Recuerda, cuerpo, no solo cuánto fuiste amado,
no solamente en qué lechos estuviste,
sino también aquellos deseos de ti
que en los ojos brillaron
y temblaron en las voces - y que hicieron
vanos los obstáculos del destino.
Ahora que todos ellos son cosa del pasado
casi parece como si hubieras satisfecho
aquellos deseos - cómo ardían,
recuerda, en los ojos que te contemplaban;
cómo temblaron por tí, en las voces, recuerda, cuerpo.




Imagen: Guilles Berquet

06 junio 2011

Hay una niña que llora en un rincón






Hay una niña que llora en un rincón

lágrimas perennes,

oscuros crisantemos,
desvalidos pétalos germinando en una tierra sombría

flores negras

que brotaron en el polvo impío y borroso de un pecado oculto.
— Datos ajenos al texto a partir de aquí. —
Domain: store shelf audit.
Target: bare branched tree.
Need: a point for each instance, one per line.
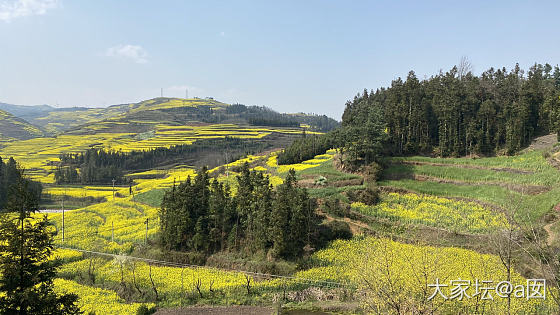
(464, 67)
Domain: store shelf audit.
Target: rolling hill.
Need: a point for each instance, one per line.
(12, 127)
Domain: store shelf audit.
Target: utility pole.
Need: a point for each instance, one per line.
(146, 237)
(63, 215)
(113, 180)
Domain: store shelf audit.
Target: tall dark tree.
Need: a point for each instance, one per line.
(26, 272)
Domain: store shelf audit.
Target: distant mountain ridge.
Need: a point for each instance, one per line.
(141, 116)
(12, 127)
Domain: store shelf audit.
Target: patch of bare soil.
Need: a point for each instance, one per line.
(475, 167)
(215, 310)
(523, 189)
(309, 182)
(487, 205)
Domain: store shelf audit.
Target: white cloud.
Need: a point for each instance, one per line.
(14, 9)
(132, 52)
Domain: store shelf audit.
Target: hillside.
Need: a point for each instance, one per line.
(12, 127)
(141, 116)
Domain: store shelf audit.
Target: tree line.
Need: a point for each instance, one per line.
(450, 114)
(204, 215)
(457, 113)
(26, 244)
(99, 166)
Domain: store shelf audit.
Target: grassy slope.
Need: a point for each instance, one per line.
(12, 127)
(481, 182)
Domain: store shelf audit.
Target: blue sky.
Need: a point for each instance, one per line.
(293, 56)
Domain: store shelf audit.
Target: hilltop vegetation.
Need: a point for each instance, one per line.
(457, 113)
(13, 128)
(401, 222)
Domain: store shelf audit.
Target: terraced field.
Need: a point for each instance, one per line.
(458, 200)
(120, 226)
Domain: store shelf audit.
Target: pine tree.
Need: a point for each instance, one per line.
(27, 277)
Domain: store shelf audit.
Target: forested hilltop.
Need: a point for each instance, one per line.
(456, 113)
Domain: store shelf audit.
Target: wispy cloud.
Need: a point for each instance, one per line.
(131, 52)
(14, 9)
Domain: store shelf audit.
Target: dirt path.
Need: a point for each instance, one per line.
(215, 310)
(468, 166)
Hay una niña que llora en un rincón,
muñeca rota extendiendo su pequeña mano en la esquina fría,
frágil porcelana acurrucada en un rincón,
dedos tiernos que se pierden en una guarida

sin hadas
ni calabazas
ni príncipes
ni dioses.



Llora, pequeña, llora,
que solo me queda tu lejano llanto
en las horas frías de este anochecer temprano.



Imagen: Liliana Sanches

27 mayo 2011

Acrónimo en Oniria







Ayer te soñé, hombre sin rostro de nombre extraño

y eras

Luna nueva, aura sacra iluminando mi negra sábana

y era

Piedra sólida tu cuerpo, tierra firme entre mi bruma

y eras

El ánima quieta, serena, oración de los que no saben pecar

y eran

Rumbo firme tus manos prietas que me acariciaban sin rozarme

y eras

Jinete solo de tus actos, ternura para los míos.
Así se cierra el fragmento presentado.